Ce mélange d’opinions sur l’Être suprême ou le monde, et de commandements pour une vie humaine (ou même pour deux), vous l’appelez religion ! Et l’instinct qui quête ces opinions, ainsi que les obscurs pressentiments qui sont la sanction suprême de ces commandements, vous appelez cela religiosité ! Mais comment en arrivez-vous à considérer ce qui n’est qu’une compilation, une chrestomathie pour débutants, à considérer cela comme une œuvre originale, comme un individu, ayant sa provenance propre et sa propre force ? Comment vous laissez-vous aller à en faire mention, quand bien même ce ne serait que, pour le réfuter ? Pourquoi ne l’avez-vous pas depuis longtemps dissous en ses parties, et n’avez-vous pas dénoncé ce honteux plagiat ? J’aurais envie de vous mettre à la question par quelques interrogations socratiques, pour vous amener [45] à l’aveu que, dans les choses les plus ordinaires, vous connaissez fort bien les principes d’après lesquels le semblable doit être assemblé et le particulier subordonné au général, et que si, dans ce seul domaine, vous ne voulez pas appliquer ces principes, c’est pour pouvoir échanger en société des plaisanteries sur un sujet sérieux.

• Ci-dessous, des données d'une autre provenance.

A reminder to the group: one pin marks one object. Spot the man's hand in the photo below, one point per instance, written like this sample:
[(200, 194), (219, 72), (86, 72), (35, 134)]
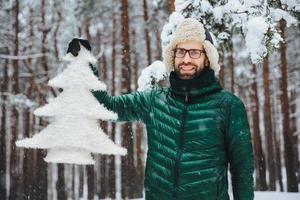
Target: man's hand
[(74, 46)]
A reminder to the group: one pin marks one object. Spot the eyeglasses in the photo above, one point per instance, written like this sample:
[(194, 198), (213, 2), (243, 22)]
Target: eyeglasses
[(193, 53)]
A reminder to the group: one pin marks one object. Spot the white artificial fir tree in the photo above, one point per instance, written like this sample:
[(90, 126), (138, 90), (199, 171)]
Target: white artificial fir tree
[(74, 132)]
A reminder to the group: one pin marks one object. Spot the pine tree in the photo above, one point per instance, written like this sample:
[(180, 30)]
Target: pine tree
[(74, 132)]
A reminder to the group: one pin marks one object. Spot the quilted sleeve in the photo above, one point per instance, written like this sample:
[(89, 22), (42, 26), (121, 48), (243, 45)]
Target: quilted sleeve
[(240, 152), (129, 107)]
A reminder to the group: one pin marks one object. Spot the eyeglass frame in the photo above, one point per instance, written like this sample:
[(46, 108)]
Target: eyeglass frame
[(188, 51)]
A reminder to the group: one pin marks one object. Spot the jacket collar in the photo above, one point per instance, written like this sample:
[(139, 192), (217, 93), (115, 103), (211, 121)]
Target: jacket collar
[(204, 84)]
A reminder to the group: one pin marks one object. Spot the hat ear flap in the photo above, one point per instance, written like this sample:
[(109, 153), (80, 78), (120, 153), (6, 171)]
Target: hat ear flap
[(212, 55), (86, 44), (74, 47)]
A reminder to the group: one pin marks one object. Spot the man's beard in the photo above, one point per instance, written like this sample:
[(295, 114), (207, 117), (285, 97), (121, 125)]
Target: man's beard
[(187, 70)]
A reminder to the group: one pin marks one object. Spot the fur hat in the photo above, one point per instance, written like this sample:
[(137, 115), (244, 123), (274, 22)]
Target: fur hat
[(191, 29)]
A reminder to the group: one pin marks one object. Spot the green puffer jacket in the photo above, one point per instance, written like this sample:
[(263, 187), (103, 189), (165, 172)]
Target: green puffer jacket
[(194, 130)]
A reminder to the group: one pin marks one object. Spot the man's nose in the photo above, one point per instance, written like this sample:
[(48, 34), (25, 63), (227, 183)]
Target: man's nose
[(187, 58)]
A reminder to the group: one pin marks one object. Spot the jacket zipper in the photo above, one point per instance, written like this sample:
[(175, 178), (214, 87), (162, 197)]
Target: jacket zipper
[(179, 152)]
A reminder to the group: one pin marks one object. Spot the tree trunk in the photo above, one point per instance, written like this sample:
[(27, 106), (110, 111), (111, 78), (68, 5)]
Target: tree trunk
[(294, 132), (146, 32), (41, 175), (103, 158), (268, 126), (128, 169), (138, 128), (260, 165), (90, 181), (3, 132), (289, 143), (15, 177), (81, 180), (112, 177), (60, 184), (231, 64), (276, 142), (221, 72), (171, 6), (28, 164), (58, 22)]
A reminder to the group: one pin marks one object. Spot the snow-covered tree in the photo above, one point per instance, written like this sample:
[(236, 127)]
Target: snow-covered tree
[(254, 19), (74, 132)]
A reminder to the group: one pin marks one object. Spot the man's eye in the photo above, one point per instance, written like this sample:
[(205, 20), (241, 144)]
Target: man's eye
[(195, 52), (180, 51)]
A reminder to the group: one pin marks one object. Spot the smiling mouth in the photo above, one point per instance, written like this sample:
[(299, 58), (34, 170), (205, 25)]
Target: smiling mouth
[(187, 68)]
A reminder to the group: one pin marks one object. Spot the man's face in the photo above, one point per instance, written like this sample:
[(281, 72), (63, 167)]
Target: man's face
[(187, 67)]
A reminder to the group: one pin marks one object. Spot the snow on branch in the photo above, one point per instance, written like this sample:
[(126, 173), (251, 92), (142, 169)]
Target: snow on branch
[(22, 57)]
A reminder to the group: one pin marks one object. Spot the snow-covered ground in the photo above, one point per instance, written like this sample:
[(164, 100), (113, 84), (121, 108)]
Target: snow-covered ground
[(265, 196), (276, 196)]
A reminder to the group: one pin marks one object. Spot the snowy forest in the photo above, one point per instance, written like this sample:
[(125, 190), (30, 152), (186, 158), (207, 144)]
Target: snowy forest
[(259, 46)]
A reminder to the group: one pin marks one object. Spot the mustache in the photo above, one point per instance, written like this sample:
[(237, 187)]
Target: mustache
[(187, 64)]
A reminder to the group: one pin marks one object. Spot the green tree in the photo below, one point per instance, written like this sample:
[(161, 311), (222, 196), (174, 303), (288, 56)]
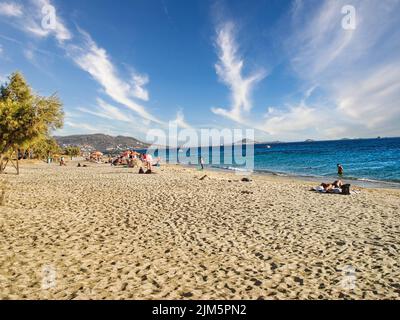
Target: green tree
[(25, 118)]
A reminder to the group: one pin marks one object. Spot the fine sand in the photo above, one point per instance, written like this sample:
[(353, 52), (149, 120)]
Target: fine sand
[(109, 233)]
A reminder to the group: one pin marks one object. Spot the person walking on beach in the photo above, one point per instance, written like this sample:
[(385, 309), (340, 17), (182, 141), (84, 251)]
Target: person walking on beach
[(340, 169)]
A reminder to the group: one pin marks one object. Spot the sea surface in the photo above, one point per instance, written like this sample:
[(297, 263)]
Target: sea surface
[(369, 160)]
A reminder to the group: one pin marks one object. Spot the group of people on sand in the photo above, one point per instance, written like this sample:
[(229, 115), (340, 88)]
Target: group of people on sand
[(337, 186), (142, 160)]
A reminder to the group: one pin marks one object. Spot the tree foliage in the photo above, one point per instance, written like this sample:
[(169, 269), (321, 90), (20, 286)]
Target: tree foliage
[(26, 118)]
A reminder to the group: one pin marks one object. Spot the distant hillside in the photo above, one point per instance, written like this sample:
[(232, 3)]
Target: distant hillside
[(101, 142)]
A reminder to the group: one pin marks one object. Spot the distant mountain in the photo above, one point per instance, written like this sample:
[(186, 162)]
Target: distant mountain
[(101, 142)]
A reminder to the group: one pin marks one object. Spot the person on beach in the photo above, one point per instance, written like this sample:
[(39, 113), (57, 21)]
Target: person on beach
[(201, 161), (328, 187)]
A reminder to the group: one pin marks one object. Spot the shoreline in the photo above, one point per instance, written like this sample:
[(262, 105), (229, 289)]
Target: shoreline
[(110, 233), (358, 182)]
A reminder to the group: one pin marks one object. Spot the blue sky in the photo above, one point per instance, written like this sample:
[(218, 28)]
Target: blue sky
[(288, 69)]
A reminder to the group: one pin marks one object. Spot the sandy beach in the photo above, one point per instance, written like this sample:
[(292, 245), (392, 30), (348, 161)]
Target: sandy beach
[(108, 233)]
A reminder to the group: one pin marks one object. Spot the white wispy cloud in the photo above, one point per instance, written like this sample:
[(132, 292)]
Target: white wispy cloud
[(138, 83), (180, 121), (230, 72), (107, 111), (10, 9)]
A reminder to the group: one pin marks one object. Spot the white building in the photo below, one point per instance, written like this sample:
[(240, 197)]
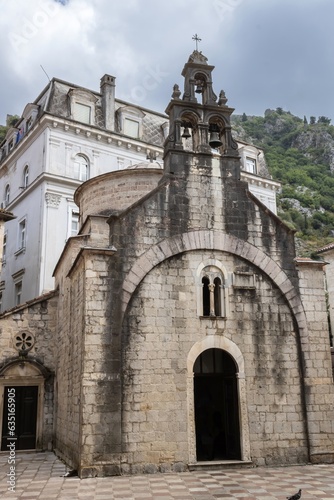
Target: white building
[(66, 136)]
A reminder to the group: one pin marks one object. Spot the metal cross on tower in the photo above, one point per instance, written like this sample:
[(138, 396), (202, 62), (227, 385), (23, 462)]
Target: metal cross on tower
[(197, 39)]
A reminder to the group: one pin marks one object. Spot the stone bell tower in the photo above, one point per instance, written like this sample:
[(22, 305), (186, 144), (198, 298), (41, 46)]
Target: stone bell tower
[(199, 122)]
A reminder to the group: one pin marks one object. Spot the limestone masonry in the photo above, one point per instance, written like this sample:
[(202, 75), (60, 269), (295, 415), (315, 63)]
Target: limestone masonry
[(182, 330)]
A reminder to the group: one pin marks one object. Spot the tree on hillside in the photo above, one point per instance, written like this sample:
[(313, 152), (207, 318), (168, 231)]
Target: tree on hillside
[(324, 119)]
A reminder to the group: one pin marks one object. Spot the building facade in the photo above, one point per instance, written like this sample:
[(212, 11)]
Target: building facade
[(68, 135), (182, 330)]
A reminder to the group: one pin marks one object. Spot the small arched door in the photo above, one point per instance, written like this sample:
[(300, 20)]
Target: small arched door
[(216, 406)]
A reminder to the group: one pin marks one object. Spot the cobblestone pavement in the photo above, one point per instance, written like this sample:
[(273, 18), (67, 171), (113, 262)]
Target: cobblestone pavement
[(39, 476)]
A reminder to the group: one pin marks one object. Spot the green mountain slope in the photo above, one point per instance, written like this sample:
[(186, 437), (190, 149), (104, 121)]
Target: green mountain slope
[(299, 154)]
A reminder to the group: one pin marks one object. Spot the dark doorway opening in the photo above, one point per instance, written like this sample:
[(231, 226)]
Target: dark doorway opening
[(216, 406), (23, 400)]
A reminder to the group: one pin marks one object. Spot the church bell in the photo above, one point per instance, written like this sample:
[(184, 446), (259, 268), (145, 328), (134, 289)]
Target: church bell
[(214, 140), (186, 133)]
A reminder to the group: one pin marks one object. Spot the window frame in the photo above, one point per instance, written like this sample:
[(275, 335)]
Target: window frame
[(7, 195), (212, 304), (22, 235), (18, 287), (26, 176), (84, 163)]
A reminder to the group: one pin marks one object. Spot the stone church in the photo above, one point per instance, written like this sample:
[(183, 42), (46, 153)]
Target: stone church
[(183, 331)]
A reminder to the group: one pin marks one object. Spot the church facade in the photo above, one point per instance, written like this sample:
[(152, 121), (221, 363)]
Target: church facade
[(182, 331)]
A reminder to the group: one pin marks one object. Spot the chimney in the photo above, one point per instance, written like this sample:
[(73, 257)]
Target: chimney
[(107, 88)]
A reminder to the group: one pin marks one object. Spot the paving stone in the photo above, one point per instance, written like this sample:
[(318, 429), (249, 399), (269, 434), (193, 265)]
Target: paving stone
[(317, 482)]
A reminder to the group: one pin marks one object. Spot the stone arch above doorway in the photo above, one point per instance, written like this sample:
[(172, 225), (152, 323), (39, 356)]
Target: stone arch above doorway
[(215, 342), (28, 385)]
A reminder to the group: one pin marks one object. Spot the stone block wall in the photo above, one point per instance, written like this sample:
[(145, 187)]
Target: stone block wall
[(38, 320), (161, 327)]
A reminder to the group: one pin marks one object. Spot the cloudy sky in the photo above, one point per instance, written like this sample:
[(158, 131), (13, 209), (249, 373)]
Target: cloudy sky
[(267, 53)]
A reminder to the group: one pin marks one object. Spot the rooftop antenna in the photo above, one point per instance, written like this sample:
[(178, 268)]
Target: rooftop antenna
[(45, 73), (196, 39)]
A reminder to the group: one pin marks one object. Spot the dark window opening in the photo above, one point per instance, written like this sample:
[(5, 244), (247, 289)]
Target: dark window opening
[(217, 296), (206, 296), (216, 407)]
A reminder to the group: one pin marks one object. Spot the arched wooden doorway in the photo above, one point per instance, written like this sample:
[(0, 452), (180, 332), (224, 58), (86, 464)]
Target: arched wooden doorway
[(216, 406)]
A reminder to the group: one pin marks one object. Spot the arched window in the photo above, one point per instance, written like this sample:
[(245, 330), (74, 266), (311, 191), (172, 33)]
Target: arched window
[(81, 168), (26, 176), (217, 296), (7, 195), (213, 297), (206, 296)]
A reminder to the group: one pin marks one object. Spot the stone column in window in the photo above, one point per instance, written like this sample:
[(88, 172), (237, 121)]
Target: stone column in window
[(212, 299)]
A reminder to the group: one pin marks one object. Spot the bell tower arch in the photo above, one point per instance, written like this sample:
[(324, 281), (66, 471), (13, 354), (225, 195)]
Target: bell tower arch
[(199, 120)]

Où donc est l’unité dans ce tout ? Où se trouve le principe de liaison pour cette matière hétérogène ? Si c’est une force d’attraction particulière, il vous faut avouer que la religion est ce qu’il y a de plus haut en philosophie, et que métaphysique et morale n’en sont que les parties subordonnées, car ce en quoi se confondent deux concepts distincts, antinomiques, ne peut être que le principe supérieur auquel ils ressortissent tous deux. Si ce principe de liaison gît dans la métaphysique, si, pour des raisons tirées de celle-ci, vous avez reconnu un Être suprême comme législateur moral, alors réduisez donc à néant la

  1. Vise sans doute surtout la Critique de la Raison pratique.